[LAU] Working MADI interfaces for Linux? Was Motu M64 Madi interface (not) class compliant?
nando at ccrma.Stanford.EDU
Fri Apr 30 20:37:14 CEST 2021
On 3/15/21 9:37 AM, Fernando Lopez-Lezcano wrote:
> Motu's original firmware for the AVB interfaces was upgraded early on to
> be able to do up to 64 channels on usb2 (which I have been using
> extensively). It was latter downgraded to just 24. I started a ticket
> and was told that they were having (unspecified) problems with it.
> There is a hack that makes it possible to connect the linux usb driver
> to the proprietary usb endpoints of the audio interface and thus run at
> up to 64 channels (for 44.1/48KHz sampling rate, of course). This
> involves kernel patches and also manually switching the interface to the
> proprietary mode through an hhtp/json command (otherwise it just uses
> the class compliant endpoints[*] after you plug it in). This very long
> thread has information about this:
< just for the record, latest update >
I am using one of the solutions in that thread successfully (so far :-),
see pages 40/41 for the latest. Running in an 8M with the latest firmware.
"Drumfix"s modified ua101 driver with matched kernel patches and
blacklisting (as outlined in the thread) seems to work just fine in
proprietary mode (64 channels at 48KHz sampling rate). No channel
hopping or buzzing high frequency artifacts.
A caveat: this solution does NOT really work if the kernel is a realtime
preemption kernel (patched with the RT patch and configured with
CONFIG_PREEMPT_RT). Well, it works but the video performance is really
bad in my system, choppy with periodic long lags (~> 0.5 sec) in the
GUI. This is apparently due to the many context switches happening in
the RT kernel because of the high rate of interrupts.

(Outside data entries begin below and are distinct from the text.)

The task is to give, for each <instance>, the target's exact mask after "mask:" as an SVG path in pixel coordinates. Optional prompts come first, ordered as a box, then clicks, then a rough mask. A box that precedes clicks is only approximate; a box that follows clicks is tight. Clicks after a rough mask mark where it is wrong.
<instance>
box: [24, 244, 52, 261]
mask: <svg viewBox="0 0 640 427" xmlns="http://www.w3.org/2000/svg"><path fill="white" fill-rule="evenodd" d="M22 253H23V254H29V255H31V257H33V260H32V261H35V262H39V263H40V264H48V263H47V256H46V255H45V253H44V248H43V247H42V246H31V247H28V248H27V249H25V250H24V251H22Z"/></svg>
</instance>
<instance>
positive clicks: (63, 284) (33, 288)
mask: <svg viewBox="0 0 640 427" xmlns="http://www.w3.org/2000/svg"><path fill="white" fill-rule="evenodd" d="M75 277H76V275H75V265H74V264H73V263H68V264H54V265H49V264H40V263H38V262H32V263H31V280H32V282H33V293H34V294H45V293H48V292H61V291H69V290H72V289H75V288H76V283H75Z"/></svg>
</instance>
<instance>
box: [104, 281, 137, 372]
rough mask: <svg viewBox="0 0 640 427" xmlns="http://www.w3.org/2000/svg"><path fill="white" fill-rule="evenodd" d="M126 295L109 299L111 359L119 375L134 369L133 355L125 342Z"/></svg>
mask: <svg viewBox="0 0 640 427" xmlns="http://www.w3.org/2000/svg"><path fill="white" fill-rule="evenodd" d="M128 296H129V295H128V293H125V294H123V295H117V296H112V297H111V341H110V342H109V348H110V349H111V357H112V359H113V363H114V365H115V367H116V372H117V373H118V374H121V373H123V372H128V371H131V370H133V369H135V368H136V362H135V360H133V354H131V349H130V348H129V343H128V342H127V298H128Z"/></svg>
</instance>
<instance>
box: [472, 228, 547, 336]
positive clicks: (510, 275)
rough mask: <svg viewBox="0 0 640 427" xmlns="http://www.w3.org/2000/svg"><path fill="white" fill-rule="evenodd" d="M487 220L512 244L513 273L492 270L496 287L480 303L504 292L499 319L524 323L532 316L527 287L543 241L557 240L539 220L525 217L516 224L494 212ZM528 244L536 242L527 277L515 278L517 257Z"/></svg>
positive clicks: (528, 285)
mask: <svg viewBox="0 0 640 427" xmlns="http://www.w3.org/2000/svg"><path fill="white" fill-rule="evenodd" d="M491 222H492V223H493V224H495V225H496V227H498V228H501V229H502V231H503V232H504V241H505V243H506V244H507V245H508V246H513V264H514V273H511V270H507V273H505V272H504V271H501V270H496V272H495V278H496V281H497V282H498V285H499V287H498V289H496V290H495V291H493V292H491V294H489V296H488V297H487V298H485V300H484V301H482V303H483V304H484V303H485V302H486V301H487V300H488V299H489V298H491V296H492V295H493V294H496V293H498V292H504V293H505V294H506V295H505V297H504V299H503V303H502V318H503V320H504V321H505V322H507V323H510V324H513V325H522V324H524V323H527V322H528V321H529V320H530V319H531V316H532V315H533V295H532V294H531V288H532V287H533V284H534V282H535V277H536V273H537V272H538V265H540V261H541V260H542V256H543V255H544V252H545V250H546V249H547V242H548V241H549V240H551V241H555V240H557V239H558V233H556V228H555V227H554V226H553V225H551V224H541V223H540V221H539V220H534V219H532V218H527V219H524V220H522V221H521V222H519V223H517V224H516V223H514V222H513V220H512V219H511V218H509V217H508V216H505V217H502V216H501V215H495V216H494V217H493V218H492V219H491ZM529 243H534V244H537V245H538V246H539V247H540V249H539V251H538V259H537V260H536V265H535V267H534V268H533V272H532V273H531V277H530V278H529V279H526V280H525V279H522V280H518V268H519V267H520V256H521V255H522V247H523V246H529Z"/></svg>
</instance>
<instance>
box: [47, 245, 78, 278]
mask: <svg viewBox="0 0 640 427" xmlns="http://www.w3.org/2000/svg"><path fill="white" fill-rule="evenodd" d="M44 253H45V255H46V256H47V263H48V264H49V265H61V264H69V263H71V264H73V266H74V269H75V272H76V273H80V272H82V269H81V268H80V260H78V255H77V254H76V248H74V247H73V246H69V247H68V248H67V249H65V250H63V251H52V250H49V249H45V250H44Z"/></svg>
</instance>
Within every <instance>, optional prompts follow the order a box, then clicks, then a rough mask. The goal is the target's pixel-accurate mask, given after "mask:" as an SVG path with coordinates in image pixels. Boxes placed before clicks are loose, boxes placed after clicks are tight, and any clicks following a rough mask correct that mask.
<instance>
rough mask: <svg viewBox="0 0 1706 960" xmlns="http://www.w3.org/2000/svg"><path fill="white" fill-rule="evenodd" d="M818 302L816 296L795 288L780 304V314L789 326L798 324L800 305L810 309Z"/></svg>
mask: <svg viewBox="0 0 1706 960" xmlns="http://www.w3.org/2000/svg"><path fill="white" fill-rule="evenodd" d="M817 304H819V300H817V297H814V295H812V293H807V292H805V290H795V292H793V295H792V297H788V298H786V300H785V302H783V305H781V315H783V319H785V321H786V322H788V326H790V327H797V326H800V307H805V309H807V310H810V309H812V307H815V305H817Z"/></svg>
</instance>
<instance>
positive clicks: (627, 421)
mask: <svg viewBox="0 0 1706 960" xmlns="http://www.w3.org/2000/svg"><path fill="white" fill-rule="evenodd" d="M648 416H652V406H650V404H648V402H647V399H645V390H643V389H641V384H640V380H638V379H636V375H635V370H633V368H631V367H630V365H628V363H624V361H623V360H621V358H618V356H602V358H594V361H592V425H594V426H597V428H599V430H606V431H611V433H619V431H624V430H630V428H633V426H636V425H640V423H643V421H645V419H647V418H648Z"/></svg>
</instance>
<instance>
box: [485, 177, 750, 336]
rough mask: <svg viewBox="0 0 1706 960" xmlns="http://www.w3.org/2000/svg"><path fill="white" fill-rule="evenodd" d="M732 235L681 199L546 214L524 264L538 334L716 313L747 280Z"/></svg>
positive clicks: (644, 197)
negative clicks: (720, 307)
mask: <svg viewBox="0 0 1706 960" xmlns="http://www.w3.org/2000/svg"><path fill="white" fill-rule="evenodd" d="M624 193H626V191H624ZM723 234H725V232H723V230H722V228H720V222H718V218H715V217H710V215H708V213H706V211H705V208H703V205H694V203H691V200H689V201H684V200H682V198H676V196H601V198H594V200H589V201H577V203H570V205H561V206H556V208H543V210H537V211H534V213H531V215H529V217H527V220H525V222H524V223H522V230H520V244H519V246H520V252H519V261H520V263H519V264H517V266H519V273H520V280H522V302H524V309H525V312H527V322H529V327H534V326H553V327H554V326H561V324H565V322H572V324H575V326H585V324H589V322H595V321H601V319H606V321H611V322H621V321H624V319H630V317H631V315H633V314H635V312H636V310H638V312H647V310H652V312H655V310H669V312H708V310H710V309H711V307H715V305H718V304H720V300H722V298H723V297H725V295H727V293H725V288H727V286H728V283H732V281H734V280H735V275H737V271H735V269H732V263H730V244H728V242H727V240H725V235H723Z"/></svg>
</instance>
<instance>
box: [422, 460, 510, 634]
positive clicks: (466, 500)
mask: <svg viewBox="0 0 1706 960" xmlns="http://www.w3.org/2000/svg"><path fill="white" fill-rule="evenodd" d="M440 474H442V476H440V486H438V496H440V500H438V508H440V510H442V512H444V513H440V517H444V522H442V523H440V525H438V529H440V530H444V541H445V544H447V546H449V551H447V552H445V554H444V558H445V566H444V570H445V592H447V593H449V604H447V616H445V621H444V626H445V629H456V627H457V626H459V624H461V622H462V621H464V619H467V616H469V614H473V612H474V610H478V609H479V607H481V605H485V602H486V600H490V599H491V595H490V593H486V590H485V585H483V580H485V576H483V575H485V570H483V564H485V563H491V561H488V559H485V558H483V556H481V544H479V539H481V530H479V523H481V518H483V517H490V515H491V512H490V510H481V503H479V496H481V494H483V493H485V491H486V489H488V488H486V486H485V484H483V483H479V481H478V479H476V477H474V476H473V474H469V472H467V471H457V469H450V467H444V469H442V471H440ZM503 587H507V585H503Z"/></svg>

It DOES work fine in a "normal" kernel configured with CONFIG_PREEMPT=y
(what drumfix advised), which is what I am currently using. I can run
jackd at 128x2 which is not bad (with a few xruns if I switch desktops
and all that, otherwise fine).
> [*] I imagine there is some initial handshake that tells the card that
> the motu driver is accessing it, and that is obviously missing in linux
That is indeed the case. The aforementioned solution still requires a
curl command to switch the motu to proprietary mode, but the recent root
hack has enabled someone to figure out the usb commands used to do that,
so this may be incorporated into the driver in the future.